Contract Surety

Take Me To The River?



Despite the inherent–and rising–challenges of waterfront construction, the draw of water continues to beckon. With parks, residences, business campuses, and mixed-use  developments near the water in high demand across the country, construction experts shared resilient building strategies at a recent Greenbuild International Conference.


Prized and Vulnerable

One way to sum up waterfront development projects, writes, Sebastian Obando in

Construction Dive, is to say they are “both uniquely prized and uniquely vulnerable to extreme weather.” Green construction experts underscore the importance of floodplain management:


Storms and flooding exacerbated by climate change are a primary concern for waterfront sites, and floodplain management is a crucial consideration, said Joseph Sutkowi, chief waterfront designer officer at Waterfront Alliance, a New York City-based nonprofit focused on waterfront and shoreline development. Changes to the shape and velocity of water in a river system can have far-reaching effects, impacting communities both upstream and downstream, he said. For example, when a near-record level of rain hit New York City at the end of September, it overwhelmed the city’s drainage systems and exposed the Metropolitan Transportation Authority’s vulnerability to floods.

“You also have to think about flooding on your own site,” said Sutkowi. “How do you protect against coastal storms? Then you also have to consider the climate hazards and how those are going to intensify storms, how precipitation is going to change and how a sea level rise will come into play.”


In addition to flooding, the list of challenges related to a waterfront build is likely to also include: “geotechnical concerns, corrosion control, stormwater runoff management and permitting complexities due to overlapping jurisdictions of multiple agencies, such as local and state agencies and the Army Corps of Engineers.” Given the myriad and inherent complexities associated with undertaking waterfront construction, why would any community persist? Apparently, there’s just something (a strong current?) that pulls people to the water.

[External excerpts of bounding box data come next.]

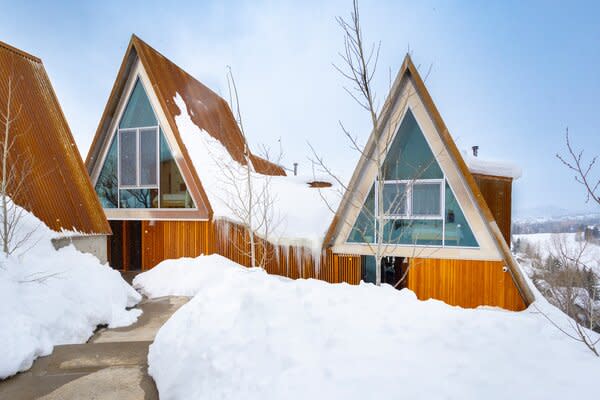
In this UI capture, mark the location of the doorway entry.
[361,256,408,289]
[108,221,142,271]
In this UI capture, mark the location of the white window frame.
[375,178,446,220]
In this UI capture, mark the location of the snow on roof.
[174,93,339,252]
[462,151,522,179]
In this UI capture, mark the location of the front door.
[108,221,142,271]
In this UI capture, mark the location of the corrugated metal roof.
[0,42,111,234]
[85,35,286,220]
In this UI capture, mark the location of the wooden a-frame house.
[86,36,532,310]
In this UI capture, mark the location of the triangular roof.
[86,35,285,219]
[0,42,111,234]
[324,54,534,303]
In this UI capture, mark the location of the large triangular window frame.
[92,65,204,214]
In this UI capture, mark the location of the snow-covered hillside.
[0,203,141,379]
[137,255,600,400]
[513,233,600,274]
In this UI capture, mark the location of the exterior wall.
[407,258,525,311]
[112,217,525,311]
[142,221,361,284]
[473,174,512,244]
[52,235,108,263]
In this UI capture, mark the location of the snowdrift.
[0,205,141,379]
[144,255,600,399]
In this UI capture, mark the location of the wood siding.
[137,221,361,284]
[473,174,512,243]
[106,217,525,311]
[408,258,525,311]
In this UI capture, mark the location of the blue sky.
[0,0,600,219]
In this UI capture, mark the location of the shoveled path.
[0,297,189,400]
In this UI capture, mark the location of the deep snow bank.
[145,256,600,399]
[0,206,141,379]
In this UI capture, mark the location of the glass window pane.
[347,185,375,243]
[96,135,119,208]
[119,79,158,128]
[119,189,158,208]
[412,183,441,216]
[444,182,479,247]
[383,219,443,246]
[383,109,444,180]
[383,183,407,215]
[160,129,194,208]
[140,128,158,186]
[119,130,137,186]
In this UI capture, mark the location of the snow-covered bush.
[0,206,141,379]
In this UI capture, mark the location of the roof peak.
[0,41,42,64]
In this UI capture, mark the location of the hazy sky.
[0,0,600,219]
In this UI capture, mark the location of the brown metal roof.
[0,42,111,234]
[86,35,285,219]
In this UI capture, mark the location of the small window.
[412,183,442,218]
[119,130,137,186]
[383,182,408,216]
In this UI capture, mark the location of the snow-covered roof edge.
[462,150,523,179]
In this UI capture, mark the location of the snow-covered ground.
[136,255,600,400]
[0,205,141,379]
[513,233,600,274]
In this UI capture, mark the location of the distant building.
[0,42,111,261]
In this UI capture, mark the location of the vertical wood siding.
[473,174,512,243]
[142,221,361,284]
[132,221,525,311]
[408,258,525,311]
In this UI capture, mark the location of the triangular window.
[347,109,478,247]
[96,78,195,208]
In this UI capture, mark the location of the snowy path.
[0,297,189,400]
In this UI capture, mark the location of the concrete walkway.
[0,297,189,400]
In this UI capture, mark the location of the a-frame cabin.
[325,55,533,310]
[86,36,532,310]
[0,42,111,261]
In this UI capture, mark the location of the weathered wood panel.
[473,174,512,243]
[408,258,525,311]
[142,221,361,284]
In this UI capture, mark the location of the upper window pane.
[383,183,407,215]
[412,183,442,217]
[96,135,119,208]
[383,109,444,180]
[119,130,137,186]
[347,185,375,243]
[119,78,158,128]
[140,128,158,186]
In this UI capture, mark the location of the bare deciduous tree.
[0,75,35,255]
[556,128,600,205]
[213,68,283,268]
[309,0,443,286]
[524,235,600,356]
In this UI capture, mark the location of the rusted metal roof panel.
[0,42,111,234]
[132,36,285,175]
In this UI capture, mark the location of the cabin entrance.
[108,221,142,271]
[362,256,408,289]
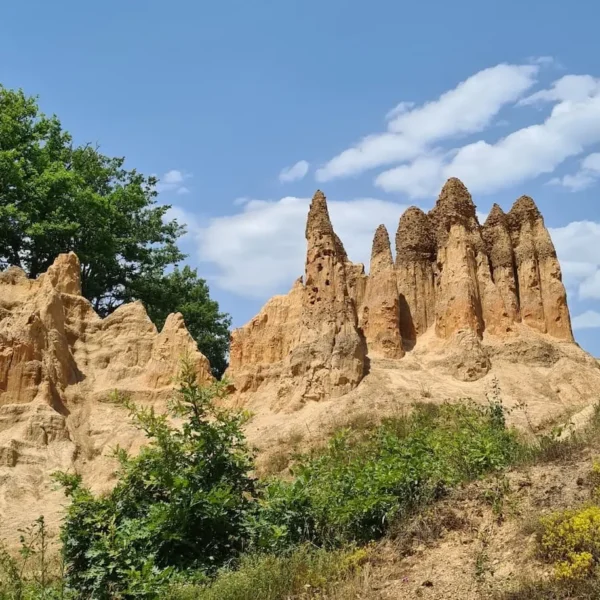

Indeed, Sutkowi observes: “Waterfront projects remain worth pursuing, especially because of the economic opportunities and cultural significance of waterfront areas…..People want to be on the waterfront, there’s incredible views, it’s something that can really increase the value of the property….Above all, whether it’s Brooklyn Bridge Park in New York City or the tiny botanic garden along the flat river in my hometown in Michigan, the waterfront is the flagship site in the community.”


People, Operations and Buildings

Resilient waterfront builds have to aim for both sustainable end results–and construction processes that stand up to weather events and climate hazards. Absent a magic wand, here’s how builders succeed with waterfront projects:


General contractors should focus on three focus areas: namely people, operations and buildings, said Kayla Reddington, regional sustainability manager at New York-based Turner Construction. It’s not just about designing buildings that can withstand environmental challenges, she said, but about ensuring construction activities can also proceed smoothly, even in the face of adverse conditions.Timely responses to issues during construction and the flexibility to adapt to changing circumstances remain essential. To do this, she emphasized that resilience requires collaboration. General contractors need to work closely with architects, engineers and other stakeholders to execute these strategies effectively. Reddington pointed to the David H. Koch Center for Cancer Care at Memorial Sloan Kettering Cancer Center to drive home this concept. Facing risks posed by the East River in New York, resiliency measures on the project included elevating critical equipment and creating an extensive flood barrier system, she said.


Public Resources: Floodmaps, Codes and Money Too

In the face of the ongoing swell of weather disasters, FEMA is updating flood maps and a building code initiative funded through the Infrastructure Investment and Jobs Act (IIJA) is working to match “climate resilience with energy standards, equity and other criteria.” Public investment in recovery efforts has been steady too: “Since Hurricane Sandy in 2012, the federal government has spent billions of dollars trying to make American communities more resilient to the effects of climate change through investments in sea walls, storm drains, building science, forest management and other strategies….” Presently, builders across the country are preparing for more disaster relief funding: FEMA “has provided historic levels of mitigation funding to help communities build resilience,” including the recent designation of nearly 500 communities as “disaster resilience zones,” making them eligible for additional federal dollars.